Comme on riait de la candidature Trump, en 2016. Car on riait, s’en souvient-on. On riait sur les plateaux des démocrates bien-pensants, du gros balourd de la télé-réalité, du «you are fired», à l’assaut de la Maison Blanche. Et c’est évidemment à ce moment que ça coince. A cette première pulsion de rire, font barrage les images mentales du mur de la frontière mexicaine, du retrait américain de l’accord de Paris, et du wagnérien assaut du Capitole, au début de l’année. Et le rire s’étrangle. Il s’étrangle d’autant plus que Trump, encore aujourd’hui, règne sur le Parti républicain, en éjectant tous ceux qui refusent l’univers parallèle du «Biden a trafiqué l’élection». Oui, ils sont dans leur monde, oui c’est un monde parallèle au nôtre, mais ce monde parallèle existe, où de sérieux journalistes pourraient citer un jour «le président Zemmour» ou «le président Hanouna». Et non seulement il existe, mais il mord à pleines mâchoires sur le nôtre, que nous considérons comme le réel.

Le rire entretient avec la brutalité des rapports complexes. Eric Zemmour expliquait récemment que Papacito le fait rire. Papacito est ce youtubeur fascisant qui venait de mettre en ligne une vidéo dans laquelle, en treillis militaire, il lardait de coups de poignards un mannequin de chiffon, figurant un gauchiste, ou un communiste, ou un baba cool, toutes ces catégories inférieures. Mais c’était pour rire, bien entendu. Vidéo «gaguesque», ratifia Zemmour. Mais tout le monde n’était pas d’humeur à plaisanter. Après une plainte de Jean-Luc Mélenchon, une enquête pour «provocation publique non suivie d’effet à la commission d’atteintes à la vie ou à l’intégrité des personnes» a été ouverte contre Papacito par le parquet de Paris.

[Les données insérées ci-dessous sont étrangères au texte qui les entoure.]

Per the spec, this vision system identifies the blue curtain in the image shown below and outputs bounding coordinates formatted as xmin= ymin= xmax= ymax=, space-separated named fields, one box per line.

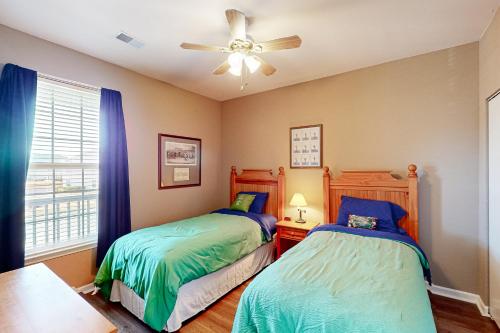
xmin=97 ymin=88 xmax=130 ymax=266
xmin=0 ymin=64 xmax=37 ymax=273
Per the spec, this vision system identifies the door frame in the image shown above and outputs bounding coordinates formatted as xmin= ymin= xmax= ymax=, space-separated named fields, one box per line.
xmin=485 ymin=88 xmax=500 ymax=326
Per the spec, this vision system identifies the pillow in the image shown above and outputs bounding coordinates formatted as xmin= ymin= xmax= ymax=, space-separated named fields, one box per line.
xmin=238 ymin=192 xmax=269 ymax=214
xmin=230 ymin=193 xmax=255 ymax=213
xmin=389 ymin=202 xmax=406 ymax=224
xmin=347 ymin=214 xmax=377 ymax=230
xmin=337 ymin=196 xmax=399 ymax=233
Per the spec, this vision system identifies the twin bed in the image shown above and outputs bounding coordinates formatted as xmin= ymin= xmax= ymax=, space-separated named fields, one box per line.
xmin=233 ymin=165 xmax=436 ymax=333
xmin=94 ymin=167 xmax=285 ymax=332
xmin=96 ymin=165 xmax=436 ymax=333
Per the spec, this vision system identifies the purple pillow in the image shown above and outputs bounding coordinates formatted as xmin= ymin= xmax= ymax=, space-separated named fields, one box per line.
xmin=337 ymin=195 xmax=406 ymax=233
xmin=238 ymin=192 xmax=269 ymax=214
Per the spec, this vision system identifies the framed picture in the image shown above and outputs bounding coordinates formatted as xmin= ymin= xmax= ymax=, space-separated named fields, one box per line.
xmin=290 ymin=124 xmax=323 ymax=169
xmin=158 ymin=134 xmax=201 ymax=190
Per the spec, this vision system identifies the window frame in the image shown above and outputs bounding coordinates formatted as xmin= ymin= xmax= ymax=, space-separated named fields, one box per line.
xmin=24 ymin=73 xmax=100 ymax=265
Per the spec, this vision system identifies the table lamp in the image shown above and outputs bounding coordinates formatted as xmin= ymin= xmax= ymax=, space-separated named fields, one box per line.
xmin=290 ymin=192 xmax=307 ymax=223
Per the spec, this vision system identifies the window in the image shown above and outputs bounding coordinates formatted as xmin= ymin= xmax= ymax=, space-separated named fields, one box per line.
xmin=25 ymin=75 xmax=100 ymax=259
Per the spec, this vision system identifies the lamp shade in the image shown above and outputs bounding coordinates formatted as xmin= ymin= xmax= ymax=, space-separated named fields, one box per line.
xmin=290 ymin=193 xmax=307 ymax=207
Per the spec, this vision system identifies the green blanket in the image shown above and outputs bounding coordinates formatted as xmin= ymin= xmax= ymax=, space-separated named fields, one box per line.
xmin=94 ymin=214 xmax=264 ymax=331
xmin=233 ymin=231 xmax=436 ymax=333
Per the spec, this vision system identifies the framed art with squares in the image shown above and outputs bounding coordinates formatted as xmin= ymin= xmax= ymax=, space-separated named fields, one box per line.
xmin=290 ymin=124 xmax=323 ymax=169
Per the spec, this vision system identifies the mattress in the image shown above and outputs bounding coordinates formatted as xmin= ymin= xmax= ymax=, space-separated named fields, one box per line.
xmin=110 ymin=241 xmax=274 ymax=332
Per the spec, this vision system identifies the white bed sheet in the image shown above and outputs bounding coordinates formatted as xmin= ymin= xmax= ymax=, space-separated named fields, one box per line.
xmin=110 ymin=240 xmax=275 ymax=332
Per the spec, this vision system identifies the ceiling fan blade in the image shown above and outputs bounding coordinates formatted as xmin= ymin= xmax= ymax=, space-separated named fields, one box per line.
xmin=226 ymin=9 xmax=247 ymax=40
xmin=181 ymin=43 xmax=227 ymax=52
xmin=257 ymin=35 xmax=302 ymax=52
xmin=254 ymin=55 xmax=276 ymax=76
xmin=212 ymin=60 xmax=231 ymax=75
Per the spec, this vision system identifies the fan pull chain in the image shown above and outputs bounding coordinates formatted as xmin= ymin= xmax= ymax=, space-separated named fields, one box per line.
xmin=240 ymin=62 xmax=250 ymax=91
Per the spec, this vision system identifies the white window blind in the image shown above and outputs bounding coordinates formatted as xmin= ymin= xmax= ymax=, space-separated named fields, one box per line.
xmin=25 ymin=76 xmax=100 ymax=255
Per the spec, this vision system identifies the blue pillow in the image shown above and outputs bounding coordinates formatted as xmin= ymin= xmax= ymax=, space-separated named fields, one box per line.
xmin=337 ymin=195 xmax=406 ymax=233
xmin=238 ymin=192 xmax=269 ymax=214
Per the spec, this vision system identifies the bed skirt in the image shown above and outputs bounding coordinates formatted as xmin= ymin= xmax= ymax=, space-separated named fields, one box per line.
xmin=110 ymin=240 xmax=275 ymax=332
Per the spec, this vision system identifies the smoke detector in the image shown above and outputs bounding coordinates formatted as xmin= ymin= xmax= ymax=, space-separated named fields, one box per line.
xmin=116 ymin=32 xmax=144 ymax=49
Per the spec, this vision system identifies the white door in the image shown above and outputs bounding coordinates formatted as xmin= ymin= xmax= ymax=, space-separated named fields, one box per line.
xmin=488 ymin=90 xmax=500 ymax=325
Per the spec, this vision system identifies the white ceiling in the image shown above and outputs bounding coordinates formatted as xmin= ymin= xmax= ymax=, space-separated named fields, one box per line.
xmin=0 ymin=0 xmax=500 ymax=101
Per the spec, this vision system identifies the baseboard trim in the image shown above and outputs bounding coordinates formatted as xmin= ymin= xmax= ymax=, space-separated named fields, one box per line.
xmin=73 ymin=283 xmax=95 ymax=294
xmin=427 ymin=284 xmax=491 ymax=317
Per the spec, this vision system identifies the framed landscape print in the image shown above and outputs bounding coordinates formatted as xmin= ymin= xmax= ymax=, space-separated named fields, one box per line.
xmin=158 ymin=134 xmax=201 ymax=190
xmin=290 ymin=124 xmax=323 ymax=169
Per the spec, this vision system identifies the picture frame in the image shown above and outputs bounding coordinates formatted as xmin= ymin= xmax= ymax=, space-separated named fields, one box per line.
xmin=158 ymin=133 xmax=201 ymax=190
xmin=290 ymin=124 xmax=323 ymax=169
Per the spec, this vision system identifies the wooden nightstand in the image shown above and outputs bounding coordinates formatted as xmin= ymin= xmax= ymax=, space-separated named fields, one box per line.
xmin=276 ymin=221 xmax=319 ymax=259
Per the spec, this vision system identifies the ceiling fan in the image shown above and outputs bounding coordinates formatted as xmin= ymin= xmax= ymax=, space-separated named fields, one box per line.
xmin=181 ymin=9 xmax=302 ymax=90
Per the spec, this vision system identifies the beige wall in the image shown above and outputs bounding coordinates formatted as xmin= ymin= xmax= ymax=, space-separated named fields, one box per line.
xmin=0 ymin=25 xmax=222 ymax=286
xmin=478 ymin=10 xmax=500 ymax=300
xmin=222 ymin=43 xmax=479 ymax=293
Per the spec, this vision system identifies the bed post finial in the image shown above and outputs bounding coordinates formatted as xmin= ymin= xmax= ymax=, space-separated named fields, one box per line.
xmin=408 ymin=164 xmax=417 ymax=178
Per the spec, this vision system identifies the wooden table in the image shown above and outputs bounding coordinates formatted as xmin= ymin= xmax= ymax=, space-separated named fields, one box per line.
xmin=0 ymin=264 xmax=117 ymax=333
xmin=276 ymin=220 xmax=319 ymax=259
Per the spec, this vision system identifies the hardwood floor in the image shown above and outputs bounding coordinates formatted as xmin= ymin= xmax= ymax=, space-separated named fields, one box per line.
xmin=83 ymin=281 xmax=500 ymax=333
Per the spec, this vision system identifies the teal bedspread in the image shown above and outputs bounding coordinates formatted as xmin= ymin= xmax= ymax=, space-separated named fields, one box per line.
xmin=232 ymin=231 xmax=436 ymax=333
xmin=94 ymin=214 xmax=264 ymax=331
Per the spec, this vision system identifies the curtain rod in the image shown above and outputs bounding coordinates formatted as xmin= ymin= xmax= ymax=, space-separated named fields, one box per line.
xmin=38 ymin=73 xmax=101 ymax=91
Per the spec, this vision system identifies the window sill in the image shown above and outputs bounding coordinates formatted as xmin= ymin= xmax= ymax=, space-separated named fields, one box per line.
xmin=24 ymin=239 xmax=97 ymax=266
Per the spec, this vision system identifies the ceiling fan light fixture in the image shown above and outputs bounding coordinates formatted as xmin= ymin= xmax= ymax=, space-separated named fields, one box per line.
xmin=245 ymin=56 xmax=260 ymax=74
xmin=227 ymin=52 xmax=245 ymax=71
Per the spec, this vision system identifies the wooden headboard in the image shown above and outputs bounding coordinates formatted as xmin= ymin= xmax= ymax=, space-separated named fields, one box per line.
xmin=323 ymin=164 xmax=418 ymax=242
xmin=229 ymin=166 xmax=285 ymax=221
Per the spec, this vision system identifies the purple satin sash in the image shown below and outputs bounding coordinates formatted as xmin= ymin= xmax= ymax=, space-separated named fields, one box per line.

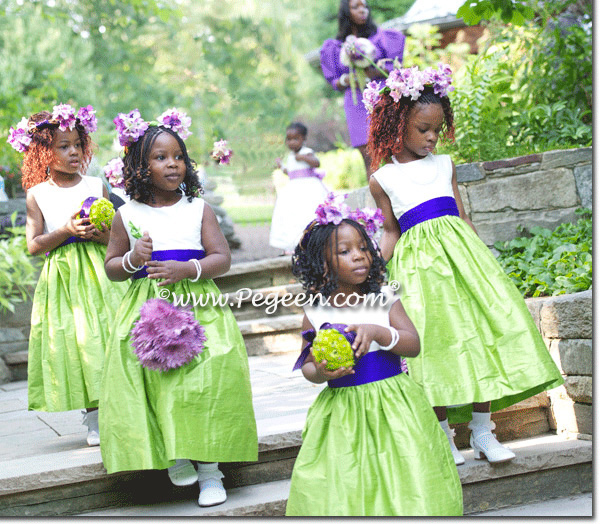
xmin=46 ymin=237 xmax=92 ymax=257
xmin=288 ymin=171 xmax=325 ymax=180
xmin=398 ymin=197 xmax=460 ymax=233
xmin=131 ymin=249 xmax=206 ymax=280
xmin=327 ymin=349 xmax=402 ymax=388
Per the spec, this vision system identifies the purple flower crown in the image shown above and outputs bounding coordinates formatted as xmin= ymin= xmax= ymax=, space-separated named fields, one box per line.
xmin=113 ymin=108 xmax=192 ymax=147
xmin=363 ymin=63 xmax=454 ymax=113
xmin=313 ymin=193 xmax=385 ymax=239
xmin=7 ymin=104 xmax=98 ymax=153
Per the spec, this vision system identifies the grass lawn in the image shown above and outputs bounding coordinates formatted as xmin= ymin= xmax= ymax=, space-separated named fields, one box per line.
xmin=223 ymin=203 xmax=273 ymax=225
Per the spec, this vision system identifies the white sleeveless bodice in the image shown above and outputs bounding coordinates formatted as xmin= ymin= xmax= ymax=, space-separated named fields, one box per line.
xmin=119 ymin=196 xmax=204 ymax=251
xmin=304 ymin=286 xmax=399 ymax=351
xmin=372 ymin=153 xmax=454 ymax=219
xmin=28 ymin=176 xmax=102 ymax=233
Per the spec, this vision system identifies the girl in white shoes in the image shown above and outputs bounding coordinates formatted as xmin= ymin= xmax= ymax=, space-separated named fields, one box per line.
xmin=364 ymin=64 xmax=563 ymax=464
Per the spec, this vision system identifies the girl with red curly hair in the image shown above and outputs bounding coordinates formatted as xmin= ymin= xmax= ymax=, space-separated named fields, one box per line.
xmin=364 ymin=65 xmax=563 ymax=464
xmin=8 ymin=104 xmax=125 ymax=446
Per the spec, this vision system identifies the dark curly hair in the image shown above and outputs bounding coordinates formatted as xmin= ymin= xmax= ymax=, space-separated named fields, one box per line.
xmin=367 ymin=86 xmax=454 ymax=171
xmin=335 ymin=0 xmax=377 ymax=42
xmin=292 ymin=218 xmax=385 ymax=297
xmin=21 ymin=111 xmax=94 ymax=191
xmin=123 ymin=125 xmax=204 ymax=204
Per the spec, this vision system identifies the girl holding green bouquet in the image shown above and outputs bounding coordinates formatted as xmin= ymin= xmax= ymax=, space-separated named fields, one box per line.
xmin=286 ymin=193 xmax=462 ymax=516
xmin=8 ymin=104 xmax=125 ymax=446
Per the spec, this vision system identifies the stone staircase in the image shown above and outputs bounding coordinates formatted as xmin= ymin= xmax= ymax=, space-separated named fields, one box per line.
xmin=0 ymin=257 xmax=592 ymax=517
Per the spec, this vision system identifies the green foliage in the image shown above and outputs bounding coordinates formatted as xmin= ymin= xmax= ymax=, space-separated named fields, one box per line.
xmin=0 ymin=213 xmax=38 ymax=313
xmin=456 ymin=0 xmax=535 ymax=25
xmin=494 ymin=209 xmax=592 ymax=297
xmin=319 ymin=147 xmax=367 ymax=190
xmin=440 ymin=1 xmax=592 ymax=162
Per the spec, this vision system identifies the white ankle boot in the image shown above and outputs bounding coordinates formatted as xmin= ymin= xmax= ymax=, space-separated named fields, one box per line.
xmin=469 ymin=411 xmax=515 ymax=464
xmin=198 ymin=462 xmax=227 ymax=507
xmin=81 ymin=409 xmax=100 ymax=446
xmin=440 ymin=419 xmax=465 ymax=466
xmin=167 ymin=459 xmax=198 ymax=486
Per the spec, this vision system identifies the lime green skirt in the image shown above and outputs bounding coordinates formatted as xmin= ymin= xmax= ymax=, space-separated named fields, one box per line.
xmin=27 ymin=242 xmax=127 ymax=411
xmin=388 ymin=216 xmax=563 ymax=423
xmin=286 ymin=374 xmax=463 ymax=517
xmin=99 ymin=278 xmax=258 ymax=473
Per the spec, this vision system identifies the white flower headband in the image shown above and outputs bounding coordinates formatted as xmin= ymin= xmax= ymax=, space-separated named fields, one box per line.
xmin=7 ymin=104 xmax=98 ymax=153
xmin=363 ymin=64 xmax=454 ymax=113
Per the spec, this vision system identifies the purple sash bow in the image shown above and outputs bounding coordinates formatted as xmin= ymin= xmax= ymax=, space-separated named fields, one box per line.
xmin=398 ymin=197 xmax=460 ymax=233
xmin=131 ymin=249 xmax=205 ymax=280
xmin=327 ymin=349 xmax=402 ymax=388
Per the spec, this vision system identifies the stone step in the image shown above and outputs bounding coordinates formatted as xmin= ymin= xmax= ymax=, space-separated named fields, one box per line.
xmin=238 ymin=313 xmax=303 ymax=356
xmin=71 ymin=435 xmax=593 ymax=518
xmin=214 ymin=257 xmax=296 ymax=294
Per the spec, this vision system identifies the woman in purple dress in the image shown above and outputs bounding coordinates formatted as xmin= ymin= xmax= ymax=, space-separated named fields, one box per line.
xmin=321 ymin=0 xmax=405 ymax=178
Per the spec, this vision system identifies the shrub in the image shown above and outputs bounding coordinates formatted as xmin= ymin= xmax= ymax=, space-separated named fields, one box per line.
xmin=0 ymin=213 xmax=39 ymax=313
xmin=494 ymin=209 xmax=592 ymax=297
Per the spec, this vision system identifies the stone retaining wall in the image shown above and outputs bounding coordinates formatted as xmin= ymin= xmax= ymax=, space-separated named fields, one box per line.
xmin=526 ymin=289 xmax=593 ymax=438
xmin=348 ymin=147 xmax=592 ymax=246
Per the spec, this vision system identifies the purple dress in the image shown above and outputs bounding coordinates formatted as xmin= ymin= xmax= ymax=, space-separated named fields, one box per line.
xmin=321 ymin=29 xmax=406 ymax=147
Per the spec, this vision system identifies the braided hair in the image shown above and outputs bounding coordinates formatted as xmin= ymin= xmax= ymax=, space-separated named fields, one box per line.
xmin=123 ymin=125 xmax=204 ymax=204
xmin=292 ymin=218 xmax=385 ymax=297
xmin=21 ymin=111 xmax=93 ymax=190
xmin=367 ymin=86 xmax=454 ymax=171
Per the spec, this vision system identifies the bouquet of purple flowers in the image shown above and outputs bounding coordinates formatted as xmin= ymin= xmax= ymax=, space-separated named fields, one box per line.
xmin=131 ymin=298 xmax=206 ymax=371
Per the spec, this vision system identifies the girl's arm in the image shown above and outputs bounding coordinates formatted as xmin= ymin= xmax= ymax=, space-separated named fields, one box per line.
xmin=104 ymin=211 xmax=152 ymax=282
xmin=346 ymin=300 xmax=421 ymax=358
xmin=296 ymin=153 xmax=321 ymax=167
xmin=145 ymin=204 xmax=231 ymax=286
xmin=369 ymin=177 xmax=400 ymax=263
xmin=451 ymin=161 xmax=477 ymax=234
xmin=25 ymin=192 xmax=95 ymax=255
xmin=300 ymin=315 xmax=354 ymax=384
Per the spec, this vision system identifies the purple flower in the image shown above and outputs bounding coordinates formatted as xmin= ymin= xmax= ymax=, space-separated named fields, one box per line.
xmin=157 ymin=108 xmax=192 ymax=140
xmin=104 ymin=158 xmax=125 ymax=189
xmin=52 ymin=104 xmax=76 ymax=131
xmin=210 ymin=140 xmax=233 ymax=164
xmin=7 ymin=117 xmax=31 ymax=153
xmin=363 ymin=80 xmax=381 ymax=113
xmin=131 ymin=298 xmax=206 ymax=371
xmin=113 ymin=109 xmax=148 ymax=147
xmin=77 ymin=105 xmax=98 ymax=134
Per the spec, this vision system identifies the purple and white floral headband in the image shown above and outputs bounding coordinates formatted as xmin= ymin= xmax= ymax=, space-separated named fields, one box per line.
xmin=7 ymin=104 xmax=98 ymax=153
xmin=309 ymin=193 xmax=385 ymax=240
xmin=113 ymin=108 xmax=192 ymax=147
xmin=363 ymin=64 xmax=454 ymax=113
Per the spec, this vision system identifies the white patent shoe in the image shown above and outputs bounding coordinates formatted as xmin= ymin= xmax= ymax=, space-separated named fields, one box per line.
xmin=81 ymin=409 xmax=100 ymax=446
xmin=446 ymin=429 xmax=465 ymax=466
xmin=469 ymin=421 xmax=516 ymax=464
xmin=167 ymin=459 xmax=198 ymax=486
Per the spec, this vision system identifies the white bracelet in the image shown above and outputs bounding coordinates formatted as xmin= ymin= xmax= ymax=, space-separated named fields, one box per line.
xmin=121 ymin=250 xmax=144 ymax=274
xmin=379 ymin=326 xmax=400 ymax=349
xmin=190 ymin=258 xmax=202 ymax=282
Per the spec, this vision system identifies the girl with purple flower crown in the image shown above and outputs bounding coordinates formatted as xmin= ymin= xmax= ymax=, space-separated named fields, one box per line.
xmin=100 ymin=110 xmax=258 ymax=506
xmin=364 ymin=65 xmax=563 ymax=464
xmin=286 ymin=193 xmax=462 ymax=516
xmin=8 ymin=104 xmax=125 ymax=446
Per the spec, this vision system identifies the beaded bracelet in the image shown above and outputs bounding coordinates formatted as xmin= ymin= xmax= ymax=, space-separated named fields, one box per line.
xmin=121 ymin=250 xmax=144 ymax=274
xmin=379 ymin=326 xmax=400 ymax=349
xmin=190 ymin=258 xmax=202 ymax=282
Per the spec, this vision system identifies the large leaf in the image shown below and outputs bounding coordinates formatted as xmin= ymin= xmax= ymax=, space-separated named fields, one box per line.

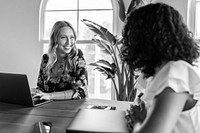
xmin=118 ymin=0 xmax=126 ymax=22
xmin=82 ymin=19 xmax=116 ymax=45
xmin=127 ymin=0 xmax=145 ymax=14
xmin=92 ymin=38 xmax=113 ymax=55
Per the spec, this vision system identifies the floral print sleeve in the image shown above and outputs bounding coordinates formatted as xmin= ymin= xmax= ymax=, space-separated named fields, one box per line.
xmin=37 ymin=49 xmax=88 ymax=99
xmin=73 ymin=49 xmax=88 ymax=99
xmin=37 ymin=54 xmax=49 ymax=92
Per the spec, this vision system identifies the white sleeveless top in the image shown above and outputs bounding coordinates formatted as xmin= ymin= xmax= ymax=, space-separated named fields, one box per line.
xmin=138 ymin=60 xmax=200 ymax=133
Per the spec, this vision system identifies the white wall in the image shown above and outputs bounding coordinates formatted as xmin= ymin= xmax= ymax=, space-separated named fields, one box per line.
xmin=0 ymin=0 xmax=187 ymax=87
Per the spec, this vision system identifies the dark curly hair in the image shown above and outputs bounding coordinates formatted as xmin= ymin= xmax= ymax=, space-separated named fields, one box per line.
xmin=121 ymin=3 xmax=200 ymax=78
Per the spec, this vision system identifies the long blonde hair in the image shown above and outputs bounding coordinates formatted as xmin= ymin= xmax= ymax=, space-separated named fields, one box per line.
xmin=46 ymin=21 xmax=78 ymax=76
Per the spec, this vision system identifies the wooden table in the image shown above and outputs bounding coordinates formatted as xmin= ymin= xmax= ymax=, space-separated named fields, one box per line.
xmin=0 ymin=99 xmax=131 ymax=133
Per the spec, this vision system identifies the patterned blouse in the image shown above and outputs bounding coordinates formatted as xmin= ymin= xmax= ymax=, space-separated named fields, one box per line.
xmin=37 ymin=49 xmax=87 ymax=99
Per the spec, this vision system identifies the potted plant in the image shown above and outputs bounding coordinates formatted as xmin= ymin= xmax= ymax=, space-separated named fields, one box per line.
xmin=82 ymin=0 xmax=145 ymax=101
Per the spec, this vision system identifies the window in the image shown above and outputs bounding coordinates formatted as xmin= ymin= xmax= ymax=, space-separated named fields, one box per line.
xmin=195 ymin=0 xmax=200 ymax=39
xmin=40 ymin=0 xmax=116 ymax=99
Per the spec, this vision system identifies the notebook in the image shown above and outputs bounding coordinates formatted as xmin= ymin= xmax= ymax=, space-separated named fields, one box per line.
xmin=66 ymin=109 xmax=128 ymax=133
xmin=0 ymin=73 xmax=51 ymax=107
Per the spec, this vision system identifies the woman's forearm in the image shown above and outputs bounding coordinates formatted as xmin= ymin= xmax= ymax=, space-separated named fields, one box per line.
xmin=49 ymin=90 xmax=74 ymax=100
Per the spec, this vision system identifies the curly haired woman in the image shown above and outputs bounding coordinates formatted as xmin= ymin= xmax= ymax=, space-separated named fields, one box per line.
xmin=121 ymin=3 xmax=200 ymax=133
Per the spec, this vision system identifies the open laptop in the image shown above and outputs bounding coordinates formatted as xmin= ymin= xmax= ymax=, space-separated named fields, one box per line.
xmin=0 ymin=73 xmax=51 ymax=107
xmin=66 ymin=109 xmax=128 ymax=133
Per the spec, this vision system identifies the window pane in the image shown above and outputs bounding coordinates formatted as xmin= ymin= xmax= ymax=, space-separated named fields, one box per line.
xmin=46 ymin=0 xmax=77 ymax=10
xmin=79 ymin=0 xmax=112 ymax=9
xmin=79 ymin=10 xmax=113 ymax=40
xmin=44 ymin=11 xmax=77 ymax=40
xmin=196 ymin=1 xmax=200 ymax=39
xmin=77 ymin=43 xmax=111 ymax=99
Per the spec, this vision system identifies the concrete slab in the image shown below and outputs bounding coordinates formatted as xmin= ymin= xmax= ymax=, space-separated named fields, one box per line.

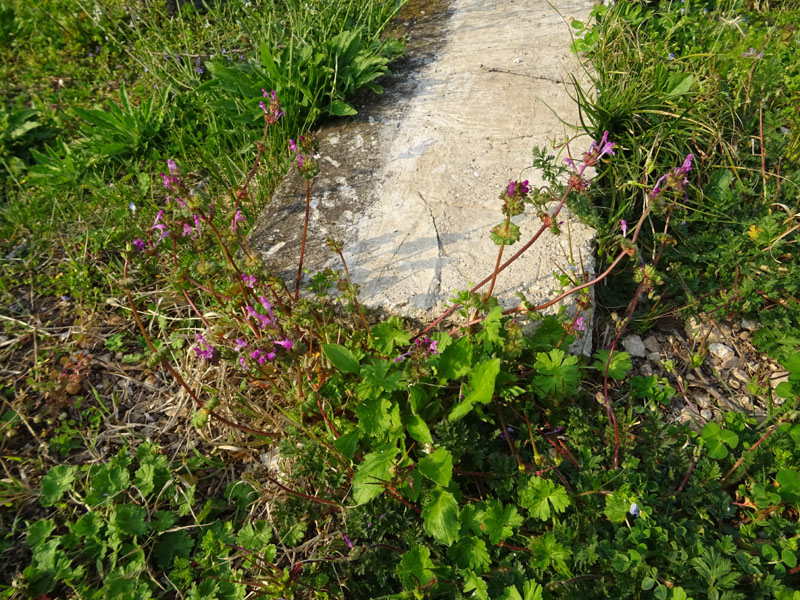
xmin=251 ymin=0 xmax=594 ymax=350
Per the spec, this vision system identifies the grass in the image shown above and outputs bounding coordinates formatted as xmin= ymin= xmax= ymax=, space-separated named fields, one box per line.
xmin=0 ymin=0 xmax=800 ymax=600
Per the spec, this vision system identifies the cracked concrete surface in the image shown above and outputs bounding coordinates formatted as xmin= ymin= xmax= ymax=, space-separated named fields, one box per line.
xmin=251 ymin=0 xmax=594 ymax=351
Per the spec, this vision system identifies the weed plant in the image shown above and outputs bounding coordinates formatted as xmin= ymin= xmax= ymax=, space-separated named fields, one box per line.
xmin=0 ymin=0 xmax=800 ymax=600
xmin=573 ymin=1 xmax=800 ymax=360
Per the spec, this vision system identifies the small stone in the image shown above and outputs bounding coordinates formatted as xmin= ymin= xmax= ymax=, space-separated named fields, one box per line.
xmin=644 ymin=335 xmax=661 ymax=352
xmin=694 ymin=394 xmax=713 ymax=408
xmin=683 ymin=317 xmax=723 ymax=342
xmin=731 ymin=369 xmax=750 ymax=383
xmin=722 ymin=356 xmax=747 ymax=371
xmin=769 ymin=373 xmax=789 ymax=390
xmin=742 ymin=319 xmax=758 ymax=331
xmin=622 ymin=335 xmax=647 ymax=358
xmin=708 ymin=342 xmax=734 ymax=362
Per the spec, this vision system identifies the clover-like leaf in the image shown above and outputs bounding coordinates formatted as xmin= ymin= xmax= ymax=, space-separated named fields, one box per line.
xmin=481 ymin=499 xmax=522 ymax=545
xmin=322 ymin=344 xmax=361 ymax=373
xmin=700 ymin=421 xmax=739 ymax=459
xmin=397 ymin=546 xmax=434 ymax=590
xmin=533 ymin=348 xmax=580 ymax=400
xmin=371 ymin=316 xmax=411 ymax=355
xmin=519 ymin=477 xmax=570 ymax=520
xmin=447 ymin=535 xmax=492 ymax=573
xmin=422 ymin=489 xmax=458 ymax=546
xmin=417 ymin=448 xmax=453 ymax=487
xmin=353 ymin=446 xmax=398 ymax=504
xmin=39 ymin=465 xmax=75 ymax=506
xmin=593 ymin=350 xmax=633 ymax=381
xmin=356 ymin=396 xmax=392 ymax=437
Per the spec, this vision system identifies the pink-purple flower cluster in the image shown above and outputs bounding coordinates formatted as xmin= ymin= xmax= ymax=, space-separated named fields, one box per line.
xmin=258 ymin=89 xmax=286 ymax=125
xmin=194 ymin=333 xmax=214 ymax=361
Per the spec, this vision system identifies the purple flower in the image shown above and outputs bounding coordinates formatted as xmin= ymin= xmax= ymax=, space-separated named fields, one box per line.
xmin=192 ymin=214 xmax=203 ymax=238
xmin=244 ymin=306 xmax=272 ymax=329
xmin=272 ymin=340 xmax=294 ymax=350
xmin=194 ymin=333 xmax=214 ymax=360
xmin=589 ymin=131 xmax=616 ymax=162
xmin=497 ymin=426 xmax=514 ymax=440
xmin=231 ymin=210 xmax=245 ymax=233
xmin=250 ymin=348 xmax=267 ymax=365
xmin=258 ymin=296 xmax=275 ymax=323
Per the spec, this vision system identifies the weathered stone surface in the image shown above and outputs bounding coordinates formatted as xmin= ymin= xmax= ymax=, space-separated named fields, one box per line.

Le rire n’est pas seulement l’arme du faible et du dominé. Il y a un rire du paramilitaire en gilet pare-balles, comme il y a un rire du tortionnaire, ou du bourreau, ou du putschiste, analyse le professeur de littérature allemand Albrecht Koschorke, dans un essai consacré à Mein Kampf (1). Ce rieur jouit d’avance de ses étranglements futurs. Il rit de la naïveté de ses adversaires démocrates. A l’aube de sa carrière, rappelle Koschorke, Hitler apparaissait à certains comme un personnage comique. «Hitler plus pouvoir égale horreur, mais Hitler moins pouvoir égale comédie», disait un humoriste. D’où Koschorke déduit une première nécessité de la terreur, contre le rire : «La terreur est un moyen nécessaire pour expurger le vague ridicule collant aux meneurs politiques autoproclamés.» Mais ce n’est pas tout. Même chez ses spectateurs innocents, la terreur peut provoquer un rire nerveux. «Les effets d‘un comique profondément irréel collent aussi de manière frappante à la terreur elle-même. Dans son inconcevabilité même, l’horreur confine au comique. Telle est la caractéristique des régimes de terreur que de s’enfermer dans une fin en soi absurde et opaque, jusqu’à rejoindre, pour étrange que cela paraisse, une comédie où tout sens vole en éclats.»

La perte du sens. Le vide des mots. Leur retournement. Le tonitruant cheptel de chroniqueurs de Zemmour ou de Pascal Praud qui se proclament quotidiennement bâillonnés. Oui, ce pourrait être seulement comique. Mais réfléchissons sur ce rire.

Daniel Schneidermann

(1) «Manipuler et stigmatiser, démystifier Mein Kampf», Albrecht Koschorke, CNRS Editions, 2018.